J Biomed Semantics. 2023 May 30;14(1):5. doi: 10.1186/s13326-023-00287-7.
Drug-drug interaction (DDI) information retrieval (IR) is an important natural language process (NLP) task from the PubMed literature. For the first time, active learning (AL) is studied in DDI IR analysis. DDI IR analysis from PubMed abstracts faces the challenges of relatively small positive DDI samples among overwhelmingly large negative samples. Random negative sampling and positive sampling are purposely designed to improve the efficiency of AL analysis. The consistency of random negative sampling and positive sampling is shown in the paper.

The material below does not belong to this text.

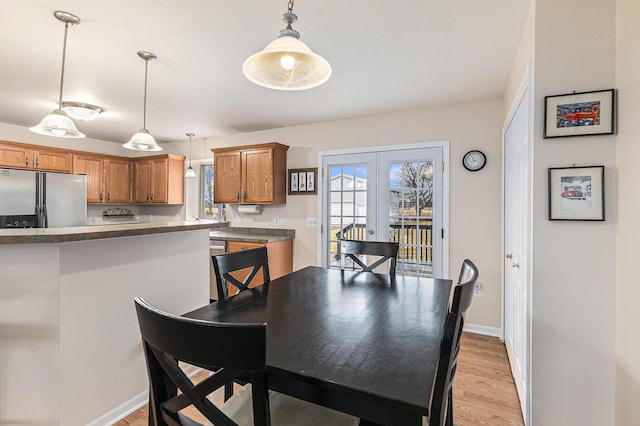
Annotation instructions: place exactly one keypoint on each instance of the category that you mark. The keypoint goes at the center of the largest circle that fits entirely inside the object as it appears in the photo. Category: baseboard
(123, 410)
(483, 329)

PubMed abstracts are divided into two pools. Screened pool contains all abstracts that pass the DDI keywords query in PubMed, while unscreened pool includes all the other abstracts. At a prespecified recall rate of 0.95, DDI IR analysis precision is evaluated and compared. In screened pool IR analysis using supporting vector machine (SVM), similarity sampling plus uncertainty sampling improves the precision over uncertainty sampling, from 0.89 to 0.92 respectively. In the unscreened pool IR analysis, the integrated random negative sampling, positive sampling, and similarity sampling improve the precision over uncertainty sampling along, from 0.72 to 0.81 respectively. When we change the SVM to a deep learning method, all sampling schemes consistently improve DDI AL analysis in both screened pool and unscreened pool. Deep learning has significant improvement of precision over SVM, 0.96 vs. 0.92 in screened pool, and 0.90 vs. 0.81 in the unscreened pool, respectively.

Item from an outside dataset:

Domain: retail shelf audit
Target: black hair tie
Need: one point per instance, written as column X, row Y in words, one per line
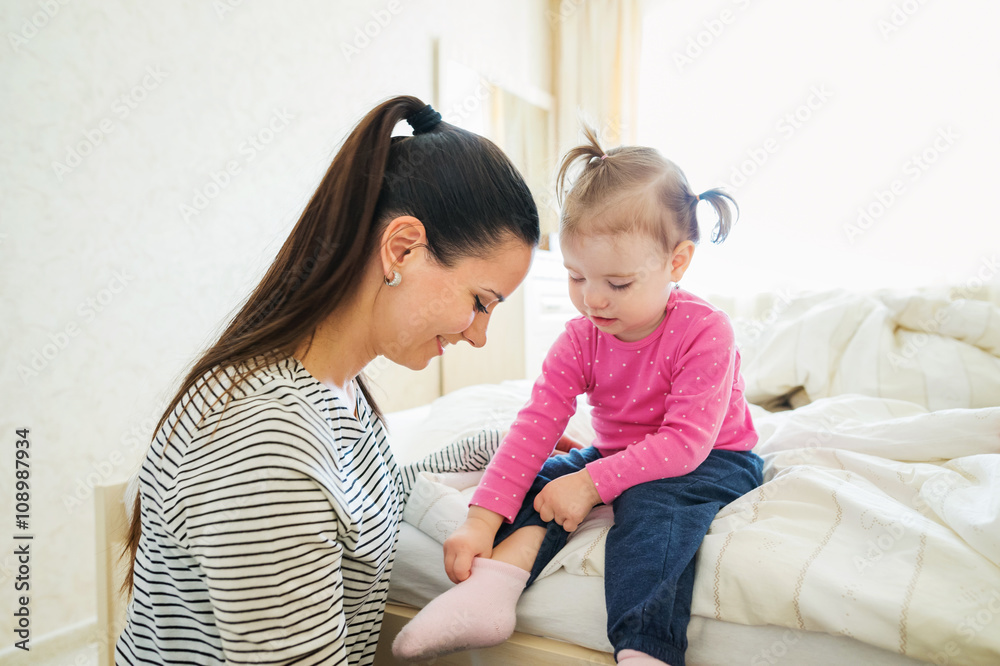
column 424, row 120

By integrating various sampling schemes and deep learning algorithms into AL, the DDI IR analysis from literature is significantly improved. The random negative sampling and positive sampling are highly effective methods in improving AL analysis where the positive and negative samples are extremely imbalanced.
药物-药物相互作用(DDI)信息检索(IR)是从 PubMed 文献中进行的一项重要自然语言处理(NLP)任务。本文首次研究了主动学习(AL)在 DDI IR 分析中的应用。从 PubMed 摘要中进行 DDI IR 分析面临的挑战是,阳性 DDI 样本在大量阴性样本中相对较少。本文设计了随机负采样和正采样来提高 AL 分析的效率。本文展示了随机负采样和正采样的一致性。
将 PubMed 摘要分为两个池。筛选池包含所有在 PubMed 中通过 DDI 关键字查询的摘要,而未筛选池则包含所有其他摘要。在指定的召回率为 0.95 时,评估并比较了 DDI IR 分析的精度。在使用支持向量机(SVM)的筛选池 IR 分析中,相似性采样加不确定性采样将精度从 0.89 提高到 0.92。在未筛选池 IR 分析中,综合随机负采样、正采样和相似性采样将精度从 0.72 提高到 0.81。当我们将 SVM 改为深度学习方法时,所有采样方案在筛选池和未筛选池中的 DDI AL 分析中都得到了一致的提高。深度学习在精度上对 SVM 有显著的提高,在筛选池中的精度为 0.96 对 0.92,在未筛选池中的精度为 0.90 对 0.81。
通过将各种采样方案和深度学习算法集成到 AL 中,大大提高了文献中的 DDI IR 分析。随机负采样和正采样是在正负样本极不平衡的情况下提高 AL 分析效率的有效方法。